Libérer l’agriculture, l’éducation et l’entreprise !

Des ouvrages comme « Reinventing Organizations » de Frédéric Laloux ou encore « Nous réinventons notre entreprise » de Michel Sarrat, ont contribué à faire connaître le concept d’entreprises libérées et à en partager des réalisations fructueuses. Ces ouvrages sont représentatifs d’un mouvement de fond : une volonté d’organiser le travail différemment et de privilégier l’autonomie. Certes, toutes les organisations ne cherchent pas à adopter ce modèle, mais beaucoup d’entre elles prennent conscience des limites des systèmes pyramidaux et tendent par exemple à insuffler davantage de coopération au sein des équipes.

Louise Browaeys, dans son ouvrage « Accompagner le vivant » va bien plus loin. S’appuyant sur son expérience personnelle d’ingénieur agronome et de mère, elle a été frappée par les ponts que l’on peut établir entre l’agriculture, l’éducation et l’entreprise. Elle nous incite à les penser ensemble, sous l’angle de l’autonomie et de la coopération, et à renoncer à « plier à notre volonté nos enfants, nos voisins, nos collègues, le sol et la nature entière. »
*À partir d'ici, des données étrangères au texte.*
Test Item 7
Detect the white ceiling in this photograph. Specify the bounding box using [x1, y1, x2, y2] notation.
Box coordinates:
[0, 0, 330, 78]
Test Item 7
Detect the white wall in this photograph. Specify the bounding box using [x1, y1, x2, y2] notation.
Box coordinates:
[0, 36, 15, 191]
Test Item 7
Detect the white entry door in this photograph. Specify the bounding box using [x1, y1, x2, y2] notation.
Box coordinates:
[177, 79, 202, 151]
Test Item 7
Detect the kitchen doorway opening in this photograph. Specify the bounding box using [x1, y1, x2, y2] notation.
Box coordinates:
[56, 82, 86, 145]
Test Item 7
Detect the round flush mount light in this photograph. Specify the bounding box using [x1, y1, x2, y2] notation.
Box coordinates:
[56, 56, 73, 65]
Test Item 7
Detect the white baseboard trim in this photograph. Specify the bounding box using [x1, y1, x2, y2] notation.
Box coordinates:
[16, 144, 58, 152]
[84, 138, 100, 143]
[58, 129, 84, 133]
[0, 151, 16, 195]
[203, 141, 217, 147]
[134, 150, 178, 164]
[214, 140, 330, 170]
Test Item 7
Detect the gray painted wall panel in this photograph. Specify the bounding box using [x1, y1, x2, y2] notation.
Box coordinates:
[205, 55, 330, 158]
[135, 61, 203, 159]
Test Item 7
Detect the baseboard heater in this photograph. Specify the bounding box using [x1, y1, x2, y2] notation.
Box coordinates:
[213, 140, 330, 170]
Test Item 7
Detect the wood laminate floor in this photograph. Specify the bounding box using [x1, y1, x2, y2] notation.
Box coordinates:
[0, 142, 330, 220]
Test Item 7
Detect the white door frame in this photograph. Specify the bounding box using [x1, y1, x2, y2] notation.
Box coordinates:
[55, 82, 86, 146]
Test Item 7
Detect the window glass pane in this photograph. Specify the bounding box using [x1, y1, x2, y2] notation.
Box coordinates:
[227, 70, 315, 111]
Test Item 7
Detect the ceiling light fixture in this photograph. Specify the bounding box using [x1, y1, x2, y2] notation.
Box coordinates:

Elle dresse ainsi ce parallèle :

« Prendre soin des jardins, élever des écoles, être auprès des hommes

Le paysan a été le premier à réinventer son métier, à faire son adieu aux armes, en se tournant vers les lois naturelles, des gelées printanières aux vols annonciateurs. Il dévoile les mondes. Il recueille les principes de la fécondité et de l’équilibre, il s’en inspire, il s’y associe. Il ne contrôle rien. Il est là pour la récolte, mais la récolte ne lui appartient pas. Humilité qu’il nous faut cultiver auprès de l’enfant, même si c’est une posture délicate et difficile, afin de découvrir sa nature ensevelie, de laisser s’exprimer ses pleines qualités et son humanité.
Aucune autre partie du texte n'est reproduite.